Just wondering if anyone has had this before and if I possibly had something setup incorrectly. 
I was taking pictures with my Canon 700d (kit lens EFS 18-55mm) a couple of days ago and I was manually focusing but the final picture always came out different. I was focused on the object closest to the camera with the background out of focus but nevertheless the background in the end always came out more in focus than I wanted it.

Maybe I accidentally still had the camera set to auto focus and for this reason the photo was altered/came out different but I don't believe so.

Anyone experienced this before? Is this some kind of error or a sign of a problem with the camera?
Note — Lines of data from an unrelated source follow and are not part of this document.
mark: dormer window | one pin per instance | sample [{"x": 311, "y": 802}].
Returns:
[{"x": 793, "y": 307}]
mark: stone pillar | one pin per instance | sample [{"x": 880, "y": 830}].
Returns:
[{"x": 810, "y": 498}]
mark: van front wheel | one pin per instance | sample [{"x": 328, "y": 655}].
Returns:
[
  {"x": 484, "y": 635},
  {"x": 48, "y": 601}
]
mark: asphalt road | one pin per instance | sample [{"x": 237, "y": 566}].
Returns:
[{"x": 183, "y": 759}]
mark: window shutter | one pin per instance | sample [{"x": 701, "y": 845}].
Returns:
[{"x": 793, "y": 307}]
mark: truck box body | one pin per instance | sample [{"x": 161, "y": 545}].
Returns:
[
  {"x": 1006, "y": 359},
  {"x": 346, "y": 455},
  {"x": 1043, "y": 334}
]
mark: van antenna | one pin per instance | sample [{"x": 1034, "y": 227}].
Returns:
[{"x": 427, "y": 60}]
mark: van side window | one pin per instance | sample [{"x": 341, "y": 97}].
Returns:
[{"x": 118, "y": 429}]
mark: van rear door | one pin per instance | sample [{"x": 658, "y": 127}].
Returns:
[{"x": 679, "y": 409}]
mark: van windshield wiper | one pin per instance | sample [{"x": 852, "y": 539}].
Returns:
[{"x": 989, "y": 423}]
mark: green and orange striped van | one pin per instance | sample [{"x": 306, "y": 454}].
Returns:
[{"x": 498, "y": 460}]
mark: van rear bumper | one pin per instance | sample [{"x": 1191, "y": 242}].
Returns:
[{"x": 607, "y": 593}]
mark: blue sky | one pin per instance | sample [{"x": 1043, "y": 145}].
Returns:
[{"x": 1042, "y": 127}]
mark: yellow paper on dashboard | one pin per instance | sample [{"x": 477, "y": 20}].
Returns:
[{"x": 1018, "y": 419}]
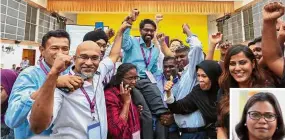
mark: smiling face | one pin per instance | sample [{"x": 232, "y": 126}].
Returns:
[
  {"x": 204, "y": 80},
  {"x": 147, "y": 32},
  {"x": 261, "y": 129},
  {"x": 53, "y": 46},
  {"x": 87, "y": 58},
  {"x": 241, "y": 68}
]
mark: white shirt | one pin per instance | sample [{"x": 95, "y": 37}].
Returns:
[{"x": 71, "y": 111}]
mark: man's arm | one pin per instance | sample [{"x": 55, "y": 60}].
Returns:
[
  {"x": 270, "y": 47},
  {"x": 163, "y": 46},
  {"x": 116, "y": 49},
  {"x": 214, "y": 40},
  {"x": 42, "y": 109}
]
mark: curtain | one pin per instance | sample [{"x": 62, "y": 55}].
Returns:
[{"x": 145, "y": 6}]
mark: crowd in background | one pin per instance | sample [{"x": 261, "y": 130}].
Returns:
[{"x": 139, "y": 87}]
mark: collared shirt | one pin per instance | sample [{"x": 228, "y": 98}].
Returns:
[
  {"x": 187, "y": 82},
  {"x": 118, "y": 127},
  {"x": 20, "y": 102},
  {"x": 133, "y": 54},
  {"x": 161, "y": 81},
  {"x": 71, "y": 112}
]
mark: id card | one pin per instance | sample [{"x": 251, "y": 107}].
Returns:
[
  {"x": 137, "y": 135},
  {"x": 94, "y": 130},
  {"x": 150, "y": 76}
]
Thanks in advance and best regards!


----------



## beagle100 (Jul 16, 2016)

Themaninblack said:


> Hi all,
> 
> Just wondering if anyone has had this before and if I possibly had something setup incorrectly.
> I was taking pictures with my Canon 700d (kit lens EFS 18-55mm) a couple of days ago and I was manually focusing but the final picture always came out different. I was focused on the object closest to the camera with the background out of focus but nevertheless the background in the end always came out more in focus than I wanted it.
> ...



chances are you were using the wrong focus point, with Canon's DPP software you can see where the red focus point was on the photo


----------



## KmH (Jul 16, 2016)

What lens focal length and aperture was the lens set to.
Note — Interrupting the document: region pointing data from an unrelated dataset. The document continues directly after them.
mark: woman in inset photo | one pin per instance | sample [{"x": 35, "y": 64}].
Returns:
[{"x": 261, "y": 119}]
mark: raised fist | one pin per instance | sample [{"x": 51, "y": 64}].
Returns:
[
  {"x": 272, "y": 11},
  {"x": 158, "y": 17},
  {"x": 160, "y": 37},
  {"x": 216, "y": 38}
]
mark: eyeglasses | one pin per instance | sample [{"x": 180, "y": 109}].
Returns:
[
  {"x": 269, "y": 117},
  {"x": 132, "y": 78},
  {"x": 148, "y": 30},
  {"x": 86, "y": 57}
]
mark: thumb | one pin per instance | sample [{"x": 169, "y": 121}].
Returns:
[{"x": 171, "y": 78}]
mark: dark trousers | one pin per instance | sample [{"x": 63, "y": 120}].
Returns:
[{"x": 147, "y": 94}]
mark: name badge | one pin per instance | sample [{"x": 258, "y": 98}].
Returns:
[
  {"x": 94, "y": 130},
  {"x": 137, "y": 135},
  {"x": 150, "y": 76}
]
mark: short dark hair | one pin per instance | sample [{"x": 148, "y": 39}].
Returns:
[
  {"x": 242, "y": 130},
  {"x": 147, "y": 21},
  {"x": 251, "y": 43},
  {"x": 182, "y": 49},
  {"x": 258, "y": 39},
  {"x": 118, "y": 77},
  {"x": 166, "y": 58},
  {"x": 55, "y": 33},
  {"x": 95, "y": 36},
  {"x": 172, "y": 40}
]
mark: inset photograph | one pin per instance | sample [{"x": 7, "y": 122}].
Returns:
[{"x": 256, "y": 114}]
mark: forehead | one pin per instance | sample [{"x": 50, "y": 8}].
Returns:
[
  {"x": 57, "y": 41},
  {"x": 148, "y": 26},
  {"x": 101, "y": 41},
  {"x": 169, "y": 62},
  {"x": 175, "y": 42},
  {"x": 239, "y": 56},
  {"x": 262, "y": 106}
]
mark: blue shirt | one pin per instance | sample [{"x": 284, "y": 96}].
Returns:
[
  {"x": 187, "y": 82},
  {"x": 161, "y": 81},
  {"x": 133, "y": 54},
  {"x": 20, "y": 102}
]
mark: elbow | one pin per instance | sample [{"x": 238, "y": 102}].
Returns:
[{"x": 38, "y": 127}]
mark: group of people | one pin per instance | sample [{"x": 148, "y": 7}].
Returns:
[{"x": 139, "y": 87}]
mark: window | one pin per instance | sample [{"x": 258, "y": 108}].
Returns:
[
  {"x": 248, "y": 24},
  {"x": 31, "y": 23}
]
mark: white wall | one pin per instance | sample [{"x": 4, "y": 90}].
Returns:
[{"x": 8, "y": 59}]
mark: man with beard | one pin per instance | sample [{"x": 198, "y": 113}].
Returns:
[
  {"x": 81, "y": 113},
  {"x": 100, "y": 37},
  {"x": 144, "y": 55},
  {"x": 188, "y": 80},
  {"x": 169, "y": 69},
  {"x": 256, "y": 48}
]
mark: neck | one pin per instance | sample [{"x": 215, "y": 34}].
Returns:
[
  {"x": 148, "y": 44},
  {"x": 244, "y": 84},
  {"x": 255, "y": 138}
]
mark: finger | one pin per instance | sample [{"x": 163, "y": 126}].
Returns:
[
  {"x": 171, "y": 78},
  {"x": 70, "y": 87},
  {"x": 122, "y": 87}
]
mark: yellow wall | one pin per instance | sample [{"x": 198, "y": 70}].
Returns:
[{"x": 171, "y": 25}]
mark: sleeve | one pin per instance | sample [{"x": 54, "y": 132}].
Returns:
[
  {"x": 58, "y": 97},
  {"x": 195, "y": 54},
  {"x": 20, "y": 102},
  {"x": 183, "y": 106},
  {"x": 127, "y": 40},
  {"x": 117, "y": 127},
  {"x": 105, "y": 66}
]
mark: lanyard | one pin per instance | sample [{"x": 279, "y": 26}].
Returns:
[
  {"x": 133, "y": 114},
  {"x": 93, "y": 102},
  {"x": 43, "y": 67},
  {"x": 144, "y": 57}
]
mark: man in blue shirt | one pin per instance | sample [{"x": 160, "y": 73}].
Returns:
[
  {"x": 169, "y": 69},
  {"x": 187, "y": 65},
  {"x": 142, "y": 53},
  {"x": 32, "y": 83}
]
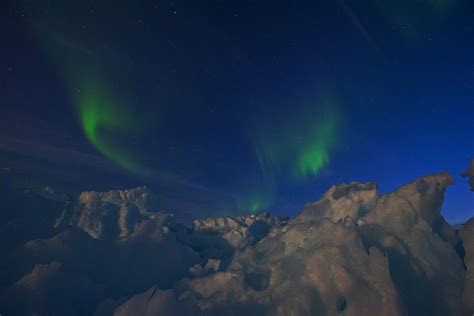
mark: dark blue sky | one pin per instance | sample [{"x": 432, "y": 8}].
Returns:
[{"x": 208, "y": 85}]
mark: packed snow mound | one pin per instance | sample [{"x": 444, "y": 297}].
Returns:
[{"x": 353, "y": 252}]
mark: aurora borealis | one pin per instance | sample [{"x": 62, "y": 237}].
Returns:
[
  {"x": 98, "y": 115},
  {"x": 242, "y": 107}
]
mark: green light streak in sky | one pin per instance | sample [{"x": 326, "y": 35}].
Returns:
[
  {"x": 103, "y": 122},
  {"x": 299, "y": 145},
  {"x": 314, "y": 155}
]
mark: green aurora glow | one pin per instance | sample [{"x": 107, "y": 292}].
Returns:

I suspect your understanding of depth-of-field is less than complete.
Understanding Depth of Field in Photography


----------



## Themaninblack (Jul 17, 2016)

You are right to suspect my understanding of depth of field is less than complete. I'm a beginner and have no problem admitting it. What I don't understand is why the image would change if I had everything set to manual, as I'm 99% sure I did. The focus of the image when in manual, should surely stay the same as how I've set it up. It may be useful for you to know that once noticing the resulting images were different from how they looked when setting the image up, I pressed the depth of field preview button and here the difference also occurred. So in other words, I set my focus up, pressed the DOF preview button and my focus changed. 

This was really frustrating as it meant the final image didn't turn out exactly how I wanted it. 

Hasn't happened since though so I'm a bitt puzzled...

Thanks for your replies.


----------